An obelisk was erected in the center of the square surrounded by statues of sphinxes transferred from Luxor to give the square a distinct ancient Egyptian vibe.
Sphinxes Avenue in Luxor
The Avenue of Sphinxes is a well-known 3-km passageway connecting the temples of Karnak and Luxor in the city of Luxor in Upper Egypt. This special road was used by ancient Egyptians every year during the Opet festival as they paraded along the avenue carrying the statues of Amun and Mut in a symbolic re-enactment of the marriage of the two gods.
The construction of the Avenue of Sphinxes began during the New Kingdom in ancient Egypt and it was completed during the reign of the 30th Dynasty. On either side of the avenue, there were around 1,350 sphinx statues at one point in time.
The avenue was renovated during ancient Egypt, by the Ptolemaic Queen Cleopatra, and it was later used by the Romans. Recently 850 sphinx fragmented have been discovered along a section of Sphinx road built Amenhotep III in the 14th century B.C.
Now, visitors in Luxor will be able to enjoy this spectacular avenue in all its glory after extensive renovations have been carried out to repair the damage that had been inflicted on it over the years.
Egypt has not only restored previous landmarks and antiquities but many other constructions have also been added to display its vast treasures, such as the new Sharm El-Sheikh Museum, Hurghada Museum, the Giza Pyramids Plateau which now includes restaurants and cafes to welcome guests enjoying the Pyramids of Giza, the Grand Egyptian Museum which is one of the biggest cultural projects in the world and is expected to open in 2021, as well as Egypt’s Capitals Museum which displays the history of the different capitals of Egypt throughout its history.

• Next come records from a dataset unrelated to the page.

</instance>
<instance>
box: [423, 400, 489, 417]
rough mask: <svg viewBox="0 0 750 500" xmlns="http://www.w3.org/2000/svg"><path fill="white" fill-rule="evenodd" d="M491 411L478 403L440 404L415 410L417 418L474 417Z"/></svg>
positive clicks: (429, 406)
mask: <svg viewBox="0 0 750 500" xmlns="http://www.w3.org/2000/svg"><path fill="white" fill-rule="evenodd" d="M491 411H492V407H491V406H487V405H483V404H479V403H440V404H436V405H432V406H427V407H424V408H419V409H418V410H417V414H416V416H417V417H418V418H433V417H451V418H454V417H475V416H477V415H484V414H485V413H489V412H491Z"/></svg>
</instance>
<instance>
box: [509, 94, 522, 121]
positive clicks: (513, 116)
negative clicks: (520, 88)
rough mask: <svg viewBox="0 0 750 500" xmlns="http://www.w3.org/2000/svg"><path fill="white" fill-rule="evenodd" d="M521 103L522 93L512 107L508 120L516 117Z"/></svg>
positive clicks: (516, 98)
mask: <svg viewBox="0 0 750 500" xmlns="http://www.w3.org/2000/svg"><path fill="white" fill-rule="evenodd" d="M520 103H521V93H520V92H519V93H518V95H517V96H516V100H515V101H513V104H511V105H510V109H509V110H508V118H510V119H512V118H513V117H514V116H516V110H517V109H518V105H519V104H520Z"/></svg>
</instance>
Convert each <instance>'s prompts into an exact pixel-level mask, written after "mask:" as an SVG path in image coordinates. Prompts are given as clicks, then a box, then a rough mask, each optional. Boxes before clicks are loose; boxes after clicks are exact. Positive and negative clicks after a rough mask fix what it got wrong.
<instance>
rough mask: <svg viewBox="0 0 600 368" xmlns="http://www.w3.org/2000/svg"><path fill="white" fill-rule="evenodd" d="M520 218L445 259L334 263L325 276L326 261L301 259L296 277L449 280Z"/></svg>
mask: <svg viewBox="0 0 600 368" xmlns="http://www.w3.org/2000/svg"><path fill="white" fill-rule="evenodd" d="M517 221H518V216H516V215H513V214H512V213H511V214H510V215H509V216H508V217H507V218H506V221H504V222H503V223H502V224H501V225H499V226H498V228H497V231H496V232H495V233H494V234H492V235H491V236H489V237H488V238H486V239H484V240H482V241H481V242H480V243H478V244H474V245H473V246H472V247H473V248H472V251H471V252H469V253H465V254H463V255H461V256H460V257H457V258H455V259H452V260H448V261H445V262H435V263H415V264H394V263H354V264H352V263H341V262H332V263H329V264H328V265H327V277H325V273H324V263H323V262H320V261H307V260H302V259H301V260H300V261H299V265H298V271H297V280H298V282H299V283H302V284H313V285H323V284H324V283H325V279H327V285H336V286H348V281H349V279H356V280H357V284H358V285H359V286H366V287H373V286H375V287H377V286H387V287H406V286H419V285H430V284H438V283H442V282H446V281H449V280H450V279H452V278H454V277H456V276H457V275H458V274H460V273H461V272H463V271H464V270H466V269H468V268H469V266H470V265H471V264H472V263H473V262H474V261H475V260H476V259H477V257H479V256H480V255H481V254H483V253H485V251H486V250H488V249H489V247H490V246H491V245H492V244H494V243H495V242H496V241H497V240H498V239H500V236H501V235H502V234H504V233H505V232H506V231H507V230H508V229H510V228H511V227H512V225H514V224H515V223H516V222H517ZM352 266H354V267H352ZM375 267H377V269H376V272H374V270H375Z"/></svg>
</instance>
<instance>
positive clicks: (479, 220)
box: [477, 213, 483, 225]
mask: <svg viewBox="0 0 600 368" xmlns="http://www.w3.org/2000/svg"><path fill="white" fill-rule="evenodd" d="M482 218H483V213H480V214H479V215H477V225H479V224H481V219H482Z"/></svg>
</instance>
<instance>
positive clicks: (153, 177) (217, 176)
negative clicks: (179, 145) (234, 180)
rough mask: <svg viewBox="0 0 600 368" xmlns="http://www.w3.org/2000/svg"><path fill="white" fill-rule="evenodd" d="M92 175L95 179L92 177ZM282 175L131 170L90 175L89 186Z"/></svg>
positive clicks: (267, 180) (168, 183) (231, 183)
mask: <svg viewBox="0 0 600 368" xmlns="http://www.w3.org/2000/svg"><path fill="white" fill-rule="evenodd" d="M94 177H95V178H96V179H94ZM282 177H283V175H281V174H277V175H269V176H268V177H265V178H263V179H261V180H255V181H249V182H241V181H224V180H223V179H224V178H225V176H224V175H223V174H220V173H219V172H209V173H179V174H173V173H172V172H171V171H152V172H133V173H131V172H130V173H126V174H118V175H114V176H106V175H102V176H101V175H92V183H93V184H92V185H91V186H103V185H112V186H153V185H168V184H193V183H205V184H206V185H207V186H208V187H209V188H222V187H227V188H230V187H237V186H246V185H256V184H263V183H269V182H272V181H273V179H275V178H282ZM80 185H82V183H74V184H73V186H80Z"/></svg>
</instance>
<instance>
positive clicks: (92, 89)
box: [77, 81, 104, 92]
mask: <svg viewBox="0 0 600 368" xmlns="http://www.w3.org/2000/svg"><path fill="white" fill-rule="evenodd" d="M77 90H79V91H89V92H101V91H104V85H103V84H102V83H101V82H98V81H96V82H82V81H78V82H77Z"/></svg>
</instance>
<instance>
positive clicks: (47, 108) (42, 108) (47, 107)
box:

Many archaeological discoveries have been made recently as well, some of which have been covered by a Netflix Documentary titled Secrets of the Saqqara Tomb, recounting how a team of Egyptian archaeologists discovered the never before explored tombs in the Saqqara necropolis, including the tomb of Wahtye, a high-ranking priest who lived during the 5th Dynasty, hailing it as one of the most important ancient Egyptian discoveries in history.
Egypt never ceases to amaze us with its long and rich history and its vast collections of antiquities filling hundreds of museums around the country. We recommend exploring some of the aforementioned locations and enjoying all that they have to offer.